Doing our part to localize a global pandemic
We all have vital roles to play in the future of our communities
Spend enough time fixated on the national news these days and you tend to lose all sense of hope.
With sports on the shelf and the COVID-19 pandemic looming large over all of us, I often find myself inundated with dire opinions from national talking heads, politicians and – because of the nature of the social media beast – anyone with an armchair take on the current crisis.
Sobering, I know. Not exactly what fans had in mind for late-March banter, which is typically filled with whimsical bracket talk and spring training projections.
Yet, here we are. A new – and hopefully very temporary – reality to a unique set of circumstances in 2020.
At some point late last week, I decided to reset. Not stick my head in the sand, mind you, but focus solely on what’s happening in and around our community rather than worry about places and people I simply can’t reach.
We’re all struggling with this at various levels for various reasons, and in many ways, the fight is just beginning. Dealing with the virus itself will be difficult enough. Finding some sense of normalcy and trying to keep the local economy afloat – both during and after the fire – is also going to be critical.
First and foremost, we need to take care of our own families. Again, it’s going to be a challenge, given both the unusual circumstances and marked sense of uncertainty. Think of how confused and overwhelmed you feel. Now try and see everything through the scope of a child or the prism of a senior citizen. If you can, be the calm and steady influence to help them understand.

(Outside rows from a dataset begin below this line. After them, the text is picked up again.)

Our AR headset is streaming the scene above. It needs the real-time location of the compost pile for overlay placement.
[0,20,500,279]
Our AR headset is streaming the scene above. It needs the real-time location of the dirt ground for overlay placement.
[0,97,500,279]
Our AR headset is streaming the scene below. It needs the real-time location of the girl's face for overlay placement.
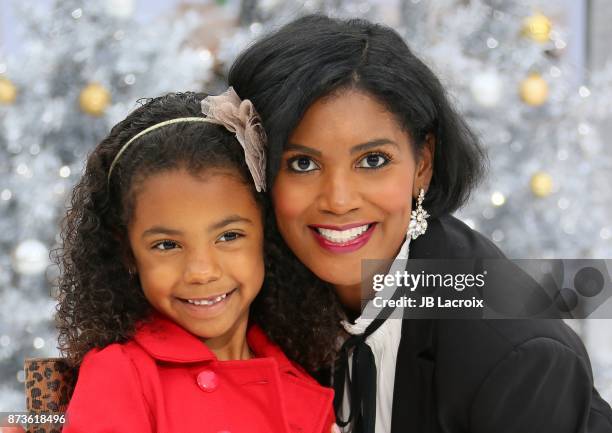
[128,169,264,349]
[272,90,433,310]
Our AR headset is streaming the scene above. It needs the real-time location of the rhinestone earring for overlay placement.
[406,188,429,239]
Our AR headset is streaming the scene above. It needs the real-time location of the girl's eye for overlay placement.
[357,153,391,168]
[219,232,244,242]
[288,156,318,173]
[153,241,177,251]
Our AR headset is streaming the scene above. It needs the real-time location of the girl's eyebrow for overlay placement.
[142,215,253,238]
[283,138,399,157]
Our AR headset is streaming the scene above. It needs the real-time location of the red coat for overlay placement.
[63,314,334,433]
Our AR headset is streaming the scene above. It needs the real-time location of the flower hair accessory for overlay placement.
[202,87,266,192]
[107,87,266,192]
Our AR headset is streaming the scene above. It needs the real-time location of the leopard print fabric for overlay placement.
[24,358,77,433]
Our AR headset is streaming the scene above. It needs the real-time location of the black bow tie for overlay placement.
[334,318,385,433]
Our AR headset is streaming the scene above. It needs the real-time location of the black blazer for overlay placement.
[391,216,612,433]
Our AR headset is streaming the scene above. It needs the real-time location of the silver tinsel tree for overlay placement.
[0,0,612,411]
[220,0,612,401]
[0,0,213,411]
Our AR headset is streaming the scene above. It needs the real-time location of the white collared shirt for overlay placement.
[342,236,410,433]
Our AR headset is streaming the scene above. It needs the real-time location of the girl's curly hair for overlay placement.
[54,92,341,372]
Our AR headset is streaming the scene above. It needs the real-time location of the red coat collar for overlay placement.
[134,313,299,375]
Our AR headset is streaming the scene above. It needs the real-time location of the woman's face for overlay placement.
[272,90,433,310]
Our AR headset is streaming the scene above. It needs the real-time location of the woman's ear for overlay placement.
[412,132,436,197]
[112,229,137,273]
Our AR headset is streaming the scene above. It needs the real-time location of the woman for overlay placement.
[229,15,612,433]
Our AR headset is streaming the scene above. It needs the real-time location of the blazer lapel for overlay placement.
[391,319,435,433]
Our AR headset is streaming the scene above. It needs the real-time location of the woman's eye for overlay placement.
[219,232,243,242]
[289,156,318,173]
[357,153,390,168]
[153,241,177,251]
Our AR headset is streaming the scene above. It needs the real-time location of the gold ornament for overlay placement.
[79,83,111,116]
[529,171,553,198]
[523,12,552,44]
[520,73,548,107]
[0,77,17,105]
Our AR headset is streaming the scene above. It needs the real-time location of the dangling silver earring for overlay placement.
[406,188,429,239]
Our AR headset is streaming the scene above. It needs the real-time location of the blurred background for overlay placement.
[0,0,612,411]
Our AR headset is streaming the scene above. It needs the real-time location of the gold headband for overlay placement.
[107,87,266,192]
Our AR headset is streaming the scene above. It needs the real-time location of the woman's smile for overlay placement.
[309,222,376,254]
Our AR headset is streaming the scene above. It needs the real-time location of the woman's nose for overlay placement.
[319,170,361,215]
[185,250,223,284]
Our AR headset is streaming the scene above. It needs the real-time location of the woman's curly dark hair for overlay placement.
[54,92,340,371]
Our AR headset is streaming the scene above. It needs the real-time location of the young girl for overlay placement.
[229,15,612,433]
[53,88,333,433]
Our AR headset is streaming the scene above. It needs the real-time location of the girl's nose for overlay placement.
[319,170,361,215]
[185,251,223,284]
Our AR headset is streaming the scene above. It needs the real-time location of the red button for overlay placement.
[198,370,219,392]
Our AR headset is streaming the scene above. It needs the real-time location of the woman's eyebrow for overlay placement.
[283,143,322,157]
[351,138,399,155]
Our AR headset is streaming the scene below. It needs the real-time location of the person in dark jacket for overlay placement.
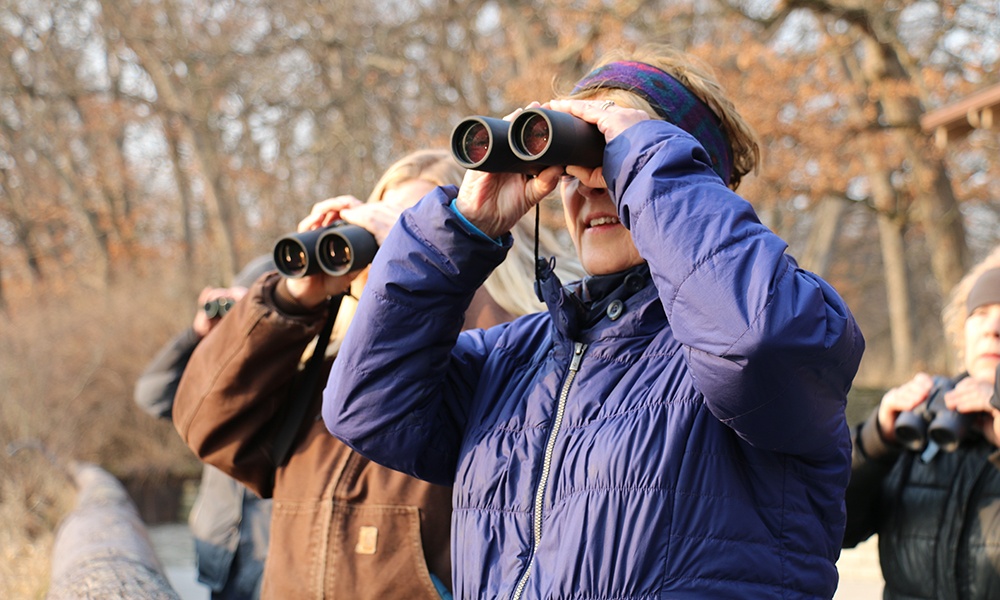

Next, be there in times of need for your neighbors. I know the natural reaction in an emergency situation is to covet face-to-face interaction. We obviously have to find creative ways around this for the time being. Even if we may not be able to offer physical support, help is still often a call or text away. Check in occasionally.
Also, patronize local businesses. Many stores, restaurants and workers in our own backyard are going to be feeling a serious crunch in the weeks to come. A shutdown will stretch their ability to stay afloat. They don’t have the luxury of bailout money or a wealthy corporate safety net. Keep that in mind when you’re choosing what to purchase and why. It’s not always about the cheapest and most convenient alternative. Local shops are there for our schools, kids and programs when we need them most. It’s time for us to return the favor with gift-card purchases, take-out orders or other alternative methods to show how much we value them.
I’d be remiss if I didn’t mention all health-care workers and first responders, especially because my wife is a nurse. While most of us are asked to keep our distance and stay at home, these people are rolling up their sleeves and getting to work – like always, regardless of the circumstances. They will be dealing with the teeth of the virus under enormous levels of stress and pressure. They’re the lifeblood of our communities anyway, but in moments of danger and unpredictability, their value is never more apparent.
Our newspaper will continue to put its best foot forward in providing comprehensive local and area coverage – not just related to the disease itself, but everything else going on outside of its spectrum. I realize those items are few and far between at the moment. We’ll still do our best to keep you both informed and provide an escape if need be.
If you look past the doomsdayers and beyond those who assume this is all just a hoax, you’ll find – as usual – most of us lurking in that cavernous middle ground. Observing and reacting. Balancing the facts. Adjusting to a new normal, at least for the time being.
We’ll get through this together, because that’s what we do. We may not always be on the same page, but for the most part, we’re willing to make necessary sacrifices and do our part.
The idea is that someday down the road, our short-term inconveniences will be nothing more than a distant memory. The recovery from this period is likely to be slow and sometimes painful. It will happen, though – as long as we’re still respecting and defending both each other and the values our respective communities have to offer.
We’ll return with a better sense of perspective and optimism. We’ll see our world through a refreshed lens, and value all of the little things we’ve been taking for granted for far too long.
We’ll playfully talk sports again, laughing about a bad call or an unfair seed or a player of the year argument. That will indicate we’re back in business – with a newfound appreciation for each other’s company.